Nice haul there! I love the broom and the orange jar. (I got that one from my SR in the first exchange and it is a fav)


----------



## spookyone (Aug 23, 2009)

sry ive been too busy to get one here and post my gift btw thank you thank you thank you thank you i just freaking loved it!!!!!!


----------



## Hollows Eva (Sep 29, 2011)

ooh nice! What is the creeping thing in between the while pumpkin and the white bats and såiders? Is it a gargoyl? or a giant mean rat?


----------



## Halloween_Queen (Sep 20, 2008)

i think its a cat? lol


----------



## Hollows Eva (Sep 29, 2011)

Halloween_Queen said:


> i think its a cat? lol


oh..  hehe..


----------



## printersdevil (Sep 7, 2009)

I wondered the same thing. I also love the flicker lights on the skellie things. Nice SR gifts!


----------



## Drucilla Skreem (Oct 3, 2009)

To my reaper, what does "It's coming" mean?


----------



## Hollows Eva (Sep 29, 2011)

lol, maybere theres a second pack on its way ( i dont know cuz i aint youre reaper hehe)


----------



## Hearts1003 (Aug 23, 2010)

My phone won't post my pics.  I'll have to post pics later.


----------



## ajbanz (Mar 30, 2008)

You have all been busy this weekend. Great creativity on all the gifts. There should be more arriving this week!!!


----------



## Hearts1003 (Aug 23, 2010)

My reapings! Already have cauldron out on display with my witch!


----------



## Hearts1003 (Aug 23, 2010)

Yeah! I did it! Finally got it to post!


----------



## Hollows Eva (Sep 29, 2011)

ooh cool stuff. Love the little yellow bottle and the spellbook!


----------



## nhh (Oct 7, 2008)

More wonderful gifts. I love everything...

So Hallows Eva, have you recovered from your candy corn binge yet??


----------



## RedThreadDIY (Sep 15, 2011)

YAY! I got reaped today! I literally ran to the door when I heard it ringing. UPS Man! YAY! My reaper was Halloween Scream - and she sent all of these great items! 









I got a really cool red/black crackle painted planter, a really cute (yet scary) spider that is poseable for my tree with some spider webs, a handmade personalized skull tote, and 3 frames that were painted black with vintage postcards in them. 

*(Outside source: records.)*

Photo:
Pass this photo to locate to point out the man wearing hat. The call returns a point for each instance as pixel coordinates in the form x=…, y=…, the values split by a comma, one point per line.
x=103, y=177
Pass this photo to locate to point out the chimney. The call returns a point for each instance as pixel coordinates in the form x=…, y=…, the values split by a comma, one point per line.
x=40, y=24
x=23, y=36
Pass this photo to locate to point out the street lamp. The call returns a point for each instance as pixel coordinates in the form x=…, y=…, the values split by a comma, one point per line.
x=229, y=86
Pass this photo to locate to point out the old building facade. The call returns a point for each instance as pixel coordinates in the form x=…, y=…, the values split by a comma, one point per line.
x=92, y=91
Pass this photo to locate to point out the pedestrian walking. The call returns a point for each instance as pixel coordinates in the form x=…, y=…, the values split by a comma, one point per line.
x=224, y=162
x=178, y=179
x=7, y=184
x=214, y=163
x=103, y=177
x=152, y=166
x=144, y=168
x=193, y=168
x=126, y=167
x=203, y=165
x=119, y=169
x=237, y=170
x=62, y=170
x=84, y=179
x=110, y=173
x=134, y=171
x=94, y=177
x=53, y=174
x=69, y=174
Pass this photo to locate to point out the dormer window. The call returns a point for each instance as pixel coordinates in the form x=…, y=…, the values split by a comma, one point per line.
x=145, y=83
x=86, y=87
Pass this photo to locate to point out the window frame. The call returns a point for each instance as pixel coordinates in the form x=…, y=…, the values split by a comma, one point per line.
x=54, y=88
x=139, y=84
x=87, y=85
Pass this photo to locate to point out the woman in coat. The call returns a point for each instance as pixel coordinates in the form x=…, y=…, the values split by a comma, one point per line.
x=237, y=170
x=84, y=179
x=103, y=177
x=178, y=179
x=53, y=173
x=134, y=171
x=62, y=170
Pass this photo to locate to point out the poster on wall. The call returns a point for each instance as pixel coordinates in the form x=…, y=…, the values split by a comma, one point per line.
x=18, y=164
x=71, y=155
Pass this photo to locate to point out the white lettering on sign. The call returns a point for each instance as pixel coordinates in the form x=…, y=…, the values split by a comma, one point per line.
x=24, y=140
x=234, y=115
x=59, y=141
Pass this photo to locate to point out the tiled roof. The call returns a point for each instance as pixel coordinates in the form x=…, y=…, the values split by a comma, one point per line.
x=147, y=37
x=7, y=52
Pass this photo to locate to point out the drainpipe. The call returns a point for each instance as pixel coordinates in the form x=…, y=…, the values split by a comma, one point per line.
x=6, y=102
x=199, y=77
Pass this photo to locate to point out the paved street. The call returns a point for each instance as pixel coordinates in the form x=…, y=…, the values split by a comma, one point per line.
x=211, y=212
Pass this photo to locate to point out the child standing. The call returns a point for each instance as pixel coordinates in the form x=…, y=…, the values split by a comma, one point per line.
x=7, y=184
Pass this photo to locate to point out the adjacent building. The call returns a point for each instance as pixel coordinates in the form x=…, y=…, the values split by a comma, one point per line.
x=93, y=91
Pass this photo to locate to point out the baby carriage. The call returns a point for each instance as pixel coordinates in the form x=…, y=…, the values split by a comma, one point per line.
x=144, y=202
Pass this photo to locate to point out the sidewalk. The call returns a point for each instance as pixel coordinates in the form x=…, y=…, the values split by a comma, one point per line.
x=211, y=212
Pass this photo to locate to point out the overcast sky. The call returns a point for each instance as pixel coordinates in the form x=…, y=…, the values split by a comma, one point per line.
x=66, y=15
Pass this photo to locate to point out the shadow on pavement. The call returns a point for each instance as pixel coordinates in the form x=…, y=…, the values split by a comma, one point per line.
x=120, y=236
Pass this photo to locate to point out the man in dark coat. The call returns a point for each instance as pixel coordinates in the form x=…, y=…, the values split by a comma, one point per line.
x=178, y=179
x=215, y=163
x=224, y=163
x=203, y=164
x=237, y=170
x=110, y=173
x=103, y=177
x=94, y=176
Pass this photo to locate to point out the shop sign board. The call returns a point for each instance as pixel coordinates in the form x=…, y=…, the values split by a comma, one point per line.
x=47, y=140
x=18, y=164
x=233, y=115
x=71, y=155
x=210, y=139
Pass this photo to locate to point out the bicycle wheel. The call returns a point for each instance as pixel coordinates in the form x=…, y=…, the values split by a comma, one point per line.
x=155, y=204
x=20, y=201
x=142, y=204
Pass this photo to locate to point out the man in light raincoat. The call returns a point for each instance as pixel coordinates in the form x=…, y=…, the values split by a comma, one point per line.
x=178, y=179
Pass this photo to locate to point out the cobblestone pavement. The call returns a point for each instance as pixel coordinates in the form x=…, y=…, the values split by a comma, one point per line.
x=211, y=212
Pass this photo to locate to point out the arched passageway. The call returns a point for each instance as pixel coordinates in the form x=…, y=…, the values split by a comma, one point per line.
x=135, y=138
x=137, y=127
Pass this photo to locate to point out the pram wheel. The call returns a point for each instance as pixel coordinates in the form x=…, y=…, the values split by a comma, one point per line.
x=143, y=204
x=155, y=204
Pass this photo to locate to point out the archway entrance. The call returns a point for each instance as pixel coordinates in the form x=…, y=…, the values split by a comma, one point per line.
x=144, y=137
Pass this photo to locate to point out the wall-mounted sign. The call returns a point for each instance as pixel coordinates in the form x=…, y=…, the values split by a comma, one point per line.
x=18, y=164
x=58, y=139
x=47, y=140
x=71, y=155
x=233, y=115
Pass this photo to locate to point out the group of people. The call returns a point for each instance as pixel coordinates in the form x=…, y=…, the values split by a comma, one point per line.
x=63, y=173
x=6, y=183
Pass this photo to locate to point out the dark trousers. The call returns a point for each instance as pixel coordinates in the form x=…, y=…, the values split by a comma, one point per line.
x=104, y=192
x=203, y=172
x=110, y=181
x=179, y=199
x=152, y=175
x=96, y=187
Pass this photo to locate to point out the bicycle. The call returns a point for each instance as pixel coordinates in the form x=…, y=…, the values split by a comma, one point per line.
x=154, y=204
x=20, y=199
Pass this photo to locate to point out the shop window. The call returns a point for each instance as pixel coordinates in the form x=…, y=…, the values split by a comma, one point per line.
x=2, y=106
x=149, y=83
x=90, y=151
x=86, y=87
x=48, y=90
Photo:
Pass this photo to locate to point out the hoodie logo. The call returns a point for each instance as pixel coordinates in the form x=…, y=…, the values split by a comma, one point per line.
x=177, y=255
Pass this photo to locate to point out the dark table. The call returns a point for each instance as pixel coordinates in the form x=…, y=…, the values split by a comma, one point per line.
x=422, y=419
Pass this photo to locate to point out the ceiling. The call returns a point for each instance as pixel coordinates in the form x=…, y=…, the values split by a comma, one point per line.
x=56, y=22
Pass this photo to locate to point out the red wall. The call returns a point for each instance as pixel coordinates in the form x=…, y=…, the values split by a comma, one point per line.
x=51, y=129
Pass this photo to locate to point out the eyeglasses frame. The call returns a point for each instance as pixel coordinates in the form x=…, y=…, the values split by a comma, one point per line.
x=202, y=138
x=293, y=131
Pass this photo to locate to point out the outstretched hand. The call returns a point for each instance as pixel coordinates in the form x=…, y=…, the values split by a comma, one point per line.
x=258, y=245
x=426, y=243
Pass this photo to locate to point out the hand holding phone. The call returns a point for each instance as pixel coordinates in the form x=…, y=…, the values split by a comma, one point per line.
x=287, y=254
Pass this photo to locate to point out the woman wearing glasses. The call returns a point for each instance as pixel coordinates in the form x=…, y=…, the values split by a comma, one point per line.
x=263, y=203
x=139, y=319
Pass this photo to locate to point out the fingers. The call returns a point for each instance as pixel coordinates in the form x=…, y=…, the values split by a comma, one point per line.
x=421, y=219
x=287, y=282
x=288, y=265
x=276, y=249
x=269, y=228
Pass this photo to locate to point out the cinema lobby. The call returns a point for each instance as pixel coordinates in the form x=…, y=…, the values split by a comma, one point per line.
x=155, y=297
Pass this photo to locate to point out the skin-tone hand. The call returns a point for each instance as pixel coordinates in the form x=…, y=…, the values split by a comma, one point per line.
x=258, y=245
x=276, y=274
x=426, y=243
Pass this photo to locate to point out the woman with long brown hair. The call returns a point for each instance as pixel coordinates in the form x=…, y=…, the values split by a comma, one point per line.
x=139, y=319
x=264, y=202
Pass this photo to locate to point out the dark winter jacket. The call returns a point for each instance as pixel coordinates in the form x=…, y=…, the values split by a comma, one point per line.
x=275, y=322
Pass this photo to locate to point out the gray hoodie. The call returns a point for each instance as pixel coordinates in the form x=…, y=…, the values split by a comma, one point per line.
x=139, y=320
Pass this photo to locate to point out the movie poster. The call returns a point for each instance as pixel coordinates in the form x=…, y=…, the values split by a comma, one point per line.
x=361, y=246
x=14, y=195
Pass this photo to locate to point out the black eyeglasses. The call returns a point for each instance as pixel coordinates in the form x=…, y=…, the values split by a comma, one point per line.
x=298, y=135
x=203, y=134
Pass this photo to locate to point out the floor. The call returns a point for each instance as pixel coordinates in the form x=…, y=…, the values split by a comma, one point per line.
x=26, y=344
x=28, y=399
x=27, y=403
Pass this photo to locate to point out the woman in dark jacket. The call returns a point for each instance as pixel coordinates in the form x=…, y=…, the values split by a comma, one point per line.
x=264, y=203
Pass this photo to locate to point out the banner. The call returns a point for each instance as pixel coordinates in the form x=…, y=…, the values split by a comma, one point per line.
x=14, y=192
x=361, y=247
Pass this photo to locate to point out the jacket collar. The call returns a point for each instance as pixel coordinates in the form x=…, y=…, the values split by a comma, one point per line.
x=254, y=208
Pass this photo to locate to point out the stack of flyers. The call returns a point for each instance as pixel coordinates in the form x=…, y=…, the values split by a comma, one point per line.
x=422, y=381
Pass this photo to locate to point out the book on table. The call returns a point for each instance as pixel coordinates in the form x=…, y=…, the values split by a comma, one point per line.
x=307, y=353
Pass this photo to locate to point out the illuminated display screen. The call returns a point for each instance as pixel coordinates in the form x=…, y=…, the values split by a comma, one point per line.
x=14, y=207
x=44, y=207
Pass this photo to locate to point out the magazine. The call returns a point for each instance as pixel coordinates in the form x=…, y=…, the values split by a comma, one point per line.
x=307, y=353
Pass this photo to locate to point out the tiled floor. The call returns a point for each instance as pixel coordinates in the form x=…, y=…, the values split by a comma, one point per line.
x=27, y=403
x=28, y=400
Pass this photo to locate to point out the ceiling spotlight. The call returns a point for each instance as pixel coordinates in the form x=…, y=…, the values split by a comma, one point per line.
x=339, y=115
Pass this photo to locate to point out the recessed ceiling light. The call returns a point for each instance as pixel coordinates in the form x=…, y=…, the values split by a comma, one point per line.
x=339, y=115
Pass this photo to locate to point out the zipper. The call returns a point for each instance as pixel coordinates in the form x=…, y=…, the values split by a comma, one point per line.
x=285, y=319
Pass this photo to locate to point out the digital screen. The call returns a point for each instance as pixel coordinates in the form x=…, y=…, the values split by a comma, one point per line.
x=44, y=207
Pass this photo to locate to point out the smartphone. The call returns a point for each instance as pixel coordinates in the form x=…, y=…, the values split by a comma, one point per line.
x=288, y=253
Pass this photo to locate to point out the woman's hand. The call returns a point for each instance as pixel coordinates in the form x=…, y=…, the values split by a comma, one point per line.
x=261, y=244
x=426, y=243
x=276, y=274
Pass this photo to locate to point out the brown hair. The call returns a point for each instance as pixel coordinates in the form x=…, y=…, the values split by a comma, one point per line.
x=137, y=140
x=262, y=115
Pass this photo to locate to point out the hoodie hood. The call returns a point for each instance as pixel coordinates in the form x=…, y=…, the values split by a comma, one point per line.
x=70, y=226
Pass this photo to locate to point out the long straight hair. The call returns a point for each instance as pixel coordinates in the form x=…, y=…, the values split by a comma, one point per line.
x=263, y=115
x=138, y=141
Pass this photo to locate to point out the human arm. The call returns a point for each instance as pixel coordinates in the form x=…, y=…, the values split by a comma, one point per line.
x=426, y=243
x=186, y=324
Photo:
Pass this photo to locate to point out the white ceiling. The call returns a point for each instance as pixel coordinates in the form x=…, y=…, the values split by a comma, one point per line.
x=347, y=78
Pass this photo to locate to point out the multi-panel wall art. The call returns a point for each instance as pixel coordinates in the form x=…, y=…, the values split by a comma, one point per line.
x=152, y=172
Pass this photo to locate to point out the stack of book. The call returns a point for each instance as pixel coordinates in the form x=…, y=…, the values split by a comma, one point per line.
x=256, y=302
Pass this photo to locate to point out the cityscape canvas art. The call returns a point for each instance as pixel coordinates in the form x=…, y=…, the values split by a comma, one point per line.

Just so I don't go crazy and post every photo here on the forum, here is a link to all of the photos I took of my new stuff! http://www.flickr.com/photos/redthreaddiy/sets/72157627970683416/detail/

I love it all! I can't wait to plant something in my new planter, decorate my tree with the spider in my backyard, hang up the photos, and wear my tote around! The spider looks like he unwinds like CRAZY - I bet he's going to be huge once I get him stretched out. A lot of thought went into this gift, and I am very happy with what I got. Thank you!!!


----------



## Hollows Eva (Sep 29, 2011)

LOL Nhh.. yes thanx im all better now..and less sugar high. I need to start importing them to my contry lol...


ooh and i see others have started uncovering their secret reaper, so a certain someones name is gonna go on my piccys now


----------



## Hollows Eva (Sep 29, 2011)

oh and redtreadDIY im so happy didnt spread the megaspider on the piccy LOL. That bag is really cool!!


----------



## robzilla69 (Sep 8, 2009)

Im so happy! Ive been reaped!!!!!!!!!!!!!!!!! Thank you midnightterror!


----------



## blueczarina (Aug 18, 2011)

i've been reaped!  thank you so much to my reaper whoever you are. they made me a fantastic mummy head and also gave me an awesome skull candle, a glass skull bowl, some spooky platters and bottle labels, eyeball gumballs, and some creepy critters. thanks again!


----------



## Hollows Eva (Sep 29, 2011)

wow that mummy is awsome!! So are they eyeballs lol. I dont know why i have something for eyeballs haha..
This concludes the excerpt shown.